Like my previous vs post, this isn't a showdown. Instead, this post is about matching the solution to the problem. The tl;dr is that Celery is great at what it does, but it requires more infrastructure and setup than I needed to solve my problem.
The Problem to Solve
I needed to sync data from my database to Canvas, a learning management system where instructors store grades. If I had a year to do this, I would send the data directly to Canvas as it comes to my server. Unfortunately, I had a much more limited time frame to get this done, and that solution would require a lot more testing and robust error handling in cases where the data does not go through.
Before starting, I knew Celery was a common solution for task based workflows in Django, but I wanted to see what other options there were and how they stack up.

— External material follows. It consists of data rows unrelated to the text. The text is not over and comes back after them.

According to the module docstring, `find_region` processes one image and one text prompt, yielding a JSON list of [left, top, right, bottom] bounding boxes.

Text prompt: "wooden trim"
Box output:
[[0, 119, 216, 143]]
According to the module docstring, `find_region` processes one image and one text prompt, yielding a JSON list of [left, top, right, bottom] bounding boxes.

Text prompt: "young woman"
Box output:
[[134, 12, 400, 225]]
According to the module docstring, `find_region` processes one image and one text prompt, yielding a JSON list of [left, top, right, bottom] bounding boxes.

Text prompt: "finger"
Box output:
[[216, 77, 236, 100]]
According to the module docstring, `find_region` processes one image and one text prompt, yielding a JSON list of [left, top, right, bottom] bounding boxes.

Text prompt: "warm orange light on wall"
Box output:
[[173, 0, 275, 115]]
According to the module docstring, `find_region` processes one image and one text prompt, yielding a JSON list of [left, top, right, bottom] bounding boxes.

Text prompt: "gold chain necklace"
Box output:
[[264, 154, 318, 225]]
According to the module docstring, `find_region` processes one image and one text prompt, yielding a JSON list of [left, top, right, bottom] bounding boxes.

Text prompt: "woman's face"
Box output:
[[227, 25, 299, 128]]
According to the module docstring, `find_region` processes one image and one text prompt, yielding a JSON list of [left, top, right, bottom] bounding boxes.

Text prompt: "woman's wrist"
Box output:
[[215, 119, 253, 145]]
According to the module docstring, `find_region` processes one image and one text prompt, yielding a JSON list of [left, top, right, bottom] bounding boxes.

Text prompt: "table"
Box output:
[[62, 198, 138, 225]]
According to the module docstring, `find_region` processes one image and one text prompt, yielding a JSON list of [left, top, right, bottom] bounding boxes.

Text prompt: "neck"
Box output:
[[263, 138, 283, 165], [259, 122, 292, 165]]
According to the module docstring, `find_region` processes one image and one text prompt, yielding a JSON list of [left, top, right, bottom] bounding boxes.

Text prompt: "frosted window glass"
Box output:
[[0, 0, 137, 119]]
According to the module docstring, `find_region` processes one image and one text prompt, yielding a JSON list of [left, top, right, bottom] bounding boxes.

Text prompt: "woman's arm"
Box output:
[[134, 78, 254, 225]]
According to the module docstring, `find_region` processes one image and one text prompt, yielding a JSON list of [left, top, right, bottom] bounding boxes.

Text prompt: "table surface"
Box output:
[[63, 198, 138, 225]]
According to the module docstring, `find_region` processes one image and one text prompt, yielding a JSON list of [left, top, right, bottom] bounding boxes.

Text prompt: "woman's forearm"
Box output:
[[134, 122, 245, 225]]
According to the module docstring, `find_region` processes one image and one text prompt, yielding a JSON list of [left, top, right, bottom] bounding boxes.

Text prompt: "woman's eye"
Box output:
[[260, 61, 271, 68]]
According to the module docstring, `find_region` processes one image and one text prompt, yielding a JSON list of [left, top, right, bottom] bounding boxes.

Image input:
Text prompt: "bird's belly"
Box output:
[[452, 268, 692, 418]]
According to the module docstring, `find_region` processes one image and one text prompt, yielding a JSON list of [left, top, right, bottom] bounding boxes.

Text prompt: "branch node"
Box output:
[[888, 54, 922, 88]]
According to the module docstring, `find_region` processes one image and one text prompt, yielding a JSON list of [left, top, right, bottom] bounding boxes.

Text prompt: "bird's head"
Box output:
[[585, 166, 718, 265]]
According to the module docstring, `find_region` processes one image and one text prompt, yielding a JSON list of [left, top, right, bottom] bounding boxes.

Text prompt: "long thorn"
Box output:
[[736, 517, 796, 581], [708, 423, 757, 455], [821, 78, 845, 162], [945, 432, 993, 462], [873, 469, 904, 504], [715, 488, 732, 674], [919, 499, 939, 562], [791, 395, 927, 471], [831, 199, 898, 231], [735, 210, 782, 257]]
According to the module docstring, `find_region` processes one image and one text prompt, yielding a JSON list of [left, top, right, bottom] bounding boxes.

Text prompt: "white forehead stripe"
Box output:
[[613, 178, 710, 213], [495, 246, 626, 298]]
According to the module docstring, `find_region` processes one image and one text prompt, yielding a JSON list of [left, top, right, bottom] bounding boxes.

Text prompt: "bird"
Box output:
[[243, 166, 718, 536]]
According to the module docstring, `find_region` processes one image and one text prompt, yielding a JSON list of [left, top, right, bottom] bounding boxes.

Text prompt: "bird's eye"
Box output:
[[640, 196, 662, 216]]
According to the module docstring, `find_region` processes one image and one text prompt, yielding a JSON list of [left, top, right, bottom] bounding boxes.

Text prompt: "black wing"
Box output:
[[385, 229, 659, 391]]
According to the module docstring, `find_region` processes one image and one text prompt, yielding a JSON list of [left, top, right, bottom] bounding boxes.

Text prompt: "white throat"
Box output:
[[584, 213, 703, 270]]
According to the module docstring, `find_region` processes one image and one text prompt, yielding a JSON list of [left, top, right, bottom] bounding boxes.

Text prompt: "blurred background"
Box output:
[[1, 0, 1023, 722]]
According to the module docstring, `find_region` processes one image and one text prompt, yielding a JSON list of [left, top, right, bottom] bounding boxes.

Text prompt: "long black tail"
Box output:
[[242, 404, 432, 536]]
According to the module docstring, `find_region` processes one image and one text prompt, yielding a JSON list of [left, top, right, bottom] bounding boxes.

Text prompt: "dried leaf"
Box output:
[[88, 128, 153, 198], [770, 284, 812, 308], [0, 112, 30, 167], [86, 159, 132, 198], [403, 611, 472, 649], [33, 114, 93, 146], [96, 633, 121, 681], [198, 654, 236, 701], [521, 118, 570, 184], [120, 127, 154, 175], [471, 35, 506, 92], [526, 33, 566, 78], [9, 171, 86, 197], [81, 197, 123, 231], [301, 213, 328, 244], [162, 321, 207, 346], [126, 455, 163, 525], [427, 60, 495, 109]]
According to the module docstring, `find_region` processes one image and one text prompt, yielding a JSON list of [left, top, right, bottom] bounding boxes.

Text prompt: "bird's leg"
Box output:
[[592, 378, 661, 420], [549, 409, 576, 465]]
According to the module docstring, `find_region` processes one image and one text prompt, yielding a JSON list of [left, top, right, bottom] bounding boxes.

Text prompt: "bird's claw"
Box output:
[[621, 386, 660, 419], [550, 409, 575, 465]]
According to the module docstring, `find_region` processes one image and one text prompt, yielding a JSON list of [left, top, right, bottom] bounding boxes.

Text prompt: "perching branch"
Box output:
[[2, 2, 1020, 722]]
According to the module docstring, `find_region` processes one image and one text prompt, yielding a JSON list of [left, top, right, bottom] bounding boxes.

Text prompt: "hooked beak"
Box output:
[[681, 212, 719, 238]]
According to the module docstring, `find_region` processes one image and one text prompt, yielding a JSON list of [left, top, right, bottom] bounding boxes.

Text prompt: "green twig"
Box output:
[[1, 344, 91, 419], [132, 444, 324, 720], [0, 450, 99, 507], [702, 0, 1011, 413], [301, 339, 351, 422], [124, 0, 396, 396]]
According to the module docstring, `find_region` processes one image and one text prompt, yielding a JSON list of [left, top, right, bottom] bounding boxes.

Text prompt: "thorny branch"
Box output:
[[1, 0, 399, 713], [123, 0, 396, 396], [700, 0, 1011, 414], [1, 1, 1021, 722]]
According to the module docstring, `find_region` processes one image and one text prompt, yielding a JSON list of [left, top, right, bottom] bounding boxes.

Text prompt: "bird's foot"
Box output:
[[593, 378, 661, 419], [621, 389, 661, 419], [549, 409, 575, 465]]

I did some research and posted this to see if there was anything I missed in my research, which got some helpful responses.
Based on those responses, I started looking into setting up cron jobs to sync the data. I decided that Celery seems to be a great product that handles a lot of complexity for tasks (long and short running), but it was more effort to set up and maintain than I needed.
Management Commands and Cron Jobs
I created management commands to nail down the code while I looked into libraries for setting up cron jobs with Django. Several were no longer supported, and I didn't find any that I felt confident in. I began looking into how to set the cron jobs up myself in the packer scripts I already had for deployments. Fortunately, it was pretty easy. I created a shell script for each cron job that activates the proper environment on the server (to get the appropriate context to connect to my database and Django application) then runs a management command. These are copied by packer onto the server instance. I referenced those scripts in cronjob.sh
which packer
executes while setting up the server to set up the cron jobs. It looks like this:
...
(crontab -l 2>/dev/null; echo '11 * * * * /opt/website/cron_canvas_user_sync.sh >> /opt/website/logs/cron_users.log 2>&1') | crontab -
...
Explaining cron syntax is outside the scope of this post, mostly because I don't entirely understand it. Crontab Guru was incredibly helpful in setting these up.
The only (minor) difficulty was having to split my packer script into two so that the cron jobs wouldn't be set up on my staging server.
This has worked great! Initially I had three separate cron jobs running:
- One to sync account names on our service with those in Canvas.
- One for quiz grades.
- One for game progress grades.
The first has since been scoped down a bit, but I still need it for a specific case. I recently combined the last two because they were happening simultaneously and sending data to the same endpoint. I hadn't realized that when I first created them.
In the future, I'd like to set up our server to send the grades directly to Canvas when they come in, but for now, this is working well.
Another alternative to these solutions is Django Q2, which Jeff Triplett has written about. It wasn't as established when I was considering what to adopt, but it's worth considering now.